Bengio, who championed unsupervised pre-training two decades ago believing in the power of synergistic knowledge, now expresses concern that the current approach hasn’t solved the critical problem of ensuring AI behavior aligns with human values. He contrasts this with his current research, dubbed “Scientist AI,” which focuses on building non-agentic systems designed for understanding the world through reliable prediction, rather than autonomous action or human imitation.
“Without a fundamental shift in our approach-away from uncontrolled autonomous agents and towards safe-by-design A.I.-these great advances could lead to catastrophic risks,” bengio stated. “Scientist A.I.” aims to be “epistemically honest,” avoiding confident falsehoods and sidestepping the issues of misalignment and deceptive behavior inherent in agentic AI.

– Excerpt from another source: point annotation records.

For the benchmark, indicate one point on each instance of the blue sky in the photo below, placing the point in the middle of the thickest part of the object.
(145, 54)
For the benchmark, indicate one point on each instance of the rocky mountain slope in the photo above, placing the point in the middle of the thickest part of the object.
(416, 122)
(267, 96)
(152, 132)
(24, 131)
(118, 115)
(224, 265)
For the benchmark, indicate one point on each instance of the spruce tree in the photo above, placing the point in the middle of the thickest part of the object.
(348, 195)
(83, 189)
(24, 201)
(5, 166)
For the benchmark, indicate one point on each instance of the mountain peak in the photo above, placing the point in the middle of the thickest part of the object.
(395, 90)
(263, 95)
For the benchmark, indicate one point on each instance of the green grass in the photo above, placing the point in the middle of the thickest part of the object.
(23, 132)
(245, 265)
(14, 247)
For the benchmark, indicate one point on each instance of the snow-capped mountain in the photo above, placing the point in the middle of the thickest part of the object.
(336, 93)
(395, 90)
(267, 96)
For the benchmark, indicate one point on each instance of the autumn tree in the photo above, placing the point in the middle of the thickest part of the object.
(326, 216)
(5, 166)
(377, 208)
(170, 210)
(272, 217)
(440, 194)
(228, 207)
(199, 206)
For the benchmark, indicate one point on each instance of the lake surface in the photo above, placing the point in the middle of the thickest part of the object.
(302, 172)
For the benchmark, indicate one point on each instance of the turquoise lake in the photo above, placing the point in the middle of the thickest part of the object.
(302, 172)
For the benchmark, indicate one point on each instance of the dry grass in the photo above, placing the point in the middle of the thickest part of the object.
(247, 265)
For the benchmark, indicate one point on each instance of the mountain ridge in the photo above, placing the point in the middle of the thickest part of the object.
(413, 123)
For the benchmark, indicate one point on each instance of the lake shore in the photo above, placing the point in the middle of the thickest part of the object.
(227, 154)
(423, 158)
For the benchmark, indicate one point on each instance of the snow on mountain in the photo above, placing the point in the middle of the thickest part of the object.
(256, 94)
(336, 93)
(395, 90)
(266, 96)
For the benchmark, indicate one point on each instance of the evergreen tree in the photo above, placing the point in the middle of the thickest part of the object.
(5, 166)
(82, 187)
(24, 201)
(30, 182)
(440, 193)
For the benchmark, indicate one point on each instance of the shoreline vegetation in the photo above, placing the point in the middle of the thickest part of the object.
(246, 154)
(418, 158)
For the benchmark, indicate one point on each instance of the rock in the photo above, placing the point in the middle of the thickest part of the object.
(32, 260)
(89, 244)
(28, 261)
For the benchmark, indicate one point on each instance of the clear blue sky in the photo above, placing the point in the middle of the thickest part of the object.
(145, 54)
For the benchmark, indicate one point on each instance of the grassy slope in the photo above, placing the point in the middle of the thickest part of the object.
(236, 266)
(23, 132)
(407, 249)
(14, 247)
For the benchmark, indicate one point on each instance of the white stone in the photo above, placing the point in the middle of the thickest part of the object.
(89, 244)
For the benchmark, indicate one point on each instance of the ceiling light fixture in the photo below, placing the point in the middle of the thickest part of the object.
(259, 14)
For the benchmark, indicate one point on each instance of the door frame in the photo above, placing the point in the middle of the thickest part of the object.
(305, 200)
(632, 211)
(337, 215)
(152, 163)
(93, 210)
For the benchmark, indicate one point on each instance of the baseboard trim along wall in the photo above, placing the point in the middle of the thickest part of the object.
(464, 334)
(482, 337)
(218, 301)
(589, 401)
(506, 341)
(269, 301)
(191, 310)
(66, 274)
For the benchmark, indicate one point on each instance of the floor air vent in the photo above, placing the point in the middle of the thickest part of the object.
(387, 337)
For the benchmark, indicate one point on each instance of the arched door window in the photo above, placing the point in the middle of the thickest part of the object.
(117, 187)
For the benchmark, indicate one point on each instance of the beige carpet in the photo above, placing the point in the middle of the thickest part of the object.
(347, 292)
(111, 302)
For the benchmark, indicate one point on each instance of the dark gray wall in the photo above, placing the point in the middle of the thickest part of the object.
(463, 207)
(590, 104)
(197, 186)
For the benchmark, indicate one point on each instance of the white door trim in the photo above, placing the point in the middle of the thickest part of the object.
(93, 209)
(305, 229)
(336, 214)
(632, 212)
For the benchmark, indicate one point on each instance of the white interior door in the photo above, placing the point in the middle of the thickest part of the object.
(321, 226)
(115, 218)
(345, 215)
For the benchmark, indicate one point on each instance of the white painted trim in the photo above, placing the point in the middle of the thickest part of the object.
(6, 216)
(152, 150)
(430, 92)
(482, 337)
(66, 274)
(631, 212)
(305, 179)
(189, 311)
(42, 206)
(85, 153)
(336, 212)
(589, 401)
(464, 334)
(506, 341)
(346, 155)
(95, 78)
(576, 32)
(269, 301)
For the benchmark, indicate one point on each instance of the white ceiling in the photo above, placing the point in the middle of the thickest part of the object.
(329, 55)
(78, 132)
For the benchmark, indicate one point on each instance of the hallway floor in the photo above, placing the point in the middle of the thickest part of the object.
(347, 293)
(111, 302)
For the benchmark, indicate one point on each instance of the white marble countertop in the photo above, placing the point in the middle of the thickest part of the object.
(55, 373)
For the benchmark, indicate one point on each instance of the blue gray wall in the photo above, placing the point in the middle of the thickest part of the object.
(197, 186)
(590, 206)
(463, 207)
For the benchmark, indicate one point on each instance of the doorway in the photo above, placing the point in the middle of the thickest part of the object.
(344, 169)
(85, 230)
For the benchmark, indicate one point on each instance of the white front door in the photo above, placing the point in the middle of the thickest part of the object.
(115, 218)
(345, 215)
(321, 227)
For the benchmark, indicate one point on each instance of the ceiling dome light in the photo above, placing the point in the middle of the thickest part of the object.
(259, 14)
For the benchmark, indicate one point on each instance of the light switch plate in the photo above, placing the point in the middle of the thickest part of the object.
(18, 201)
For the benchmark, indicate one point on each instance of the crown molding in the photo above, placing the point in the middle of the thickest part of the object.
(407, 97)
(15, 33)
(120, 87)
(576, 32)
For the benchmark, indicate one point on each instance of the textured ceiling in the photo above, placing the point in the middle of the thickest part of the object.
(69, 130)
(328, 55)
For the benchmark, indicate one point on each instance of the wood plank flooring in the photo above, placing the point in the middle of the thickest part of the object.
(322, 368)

The comments come as Canada seeks to maintain its strategic position in the global AI landscape. Bengio, who deliberately chose to build an AI hub in Quebec to foster open collaboration and prioritize AI for social good – areas like healthcare and climate change – believes Canada must focus on developing and securing its AI assets, nurturing domestic companies, and forging international alliances to remain competitive, particularly as other nations rapidly expand their AI capabilities. Mila,founded with these principles,has become a leading academic deep learning research center attracting talent focused on positive societal impact,offering a contrast to the more profit-driven habitat of Silicon Valley.